Hot questions for Using Cassandra in scala

Question:

Can someone explain the differences between --packages and --jars in a spark-submit script?

nohup ./bin/spark-submit   --jars ./xxx/extrajars/stanford-corenlp-3.8.0.jar,./xxx/extrajars/stanford-parser-3.8.0.jar \
--packages datastax:spark-cassandra-connector_2.11:2.0.7 \
--class xxx.mlserver.Application \
--conf spark.cassandra.connection.host=192.168.0.33 \
--conf spark.cores.max=4 \
--master spark://192.168.0.141:7077  ./xxx/xxxanalysis-mlserver-0.1.0.jar   1000  > ./logs/nohup.out &

Also, do I require the--packages configuration if the dependency is in my applications pom.xml? (I ask because I just blew up my applicationon by changing the version in --packages while forgetting to change it in the pom.xml)

I am using the --jars currently because the jars are massive (over 100GB) and thus slow down the shaded jar compilation. I admit I am not sure why I am using --packages other than because I am following datastax documentation


Answer:

if you do spark-submit --help it will show:

--jars JARS                 Comma-separated list of jars to include on the driver
                              and executor classpaths.

--packages                  Comma-separated list of maven coordinates of jars to include
                              on the driver and executor classpaths. Will search the local
                              maven repo, then maven central and any additional remote
                              repositories given by --repositories.

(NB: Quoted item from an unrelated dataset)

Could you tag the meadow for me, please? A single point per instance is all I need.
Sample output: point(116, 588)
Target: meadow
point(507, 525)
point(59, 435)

The format for the
                              coordinates should be groupId:artifactId:version.

if it is --jars

then spark doesn't hit maven but it will search specified jar in the local file system it also supports following URL scheme hdfs/http/https/ftp.

so if it is --packages

then spark will search specific package in local maven repo then central maven repo or any repo provided by --repositories and then download it.

Now Coming back to your questions:

Also, do I require the--packages configuration if the dependency is in my applications pom.xml?

Ans: No, If you are not importing/using classes in jar directly but need to load classes by some class loader or service loader (e.g. JDBC Drivers). Yes otherwise.

BTW, If you are using specific version of specific jar in your pom.xml then why dont you make uber/fat jar of your application or provide dependency jar in --jars argument ? instead of using --packages

links to refer:

spark advanced-dependency-management

add-jars-to-a-spark-job-spark-submit

Question:

Am getting the following error code when trying to insert into Cassandra through Phantom from a Scala application.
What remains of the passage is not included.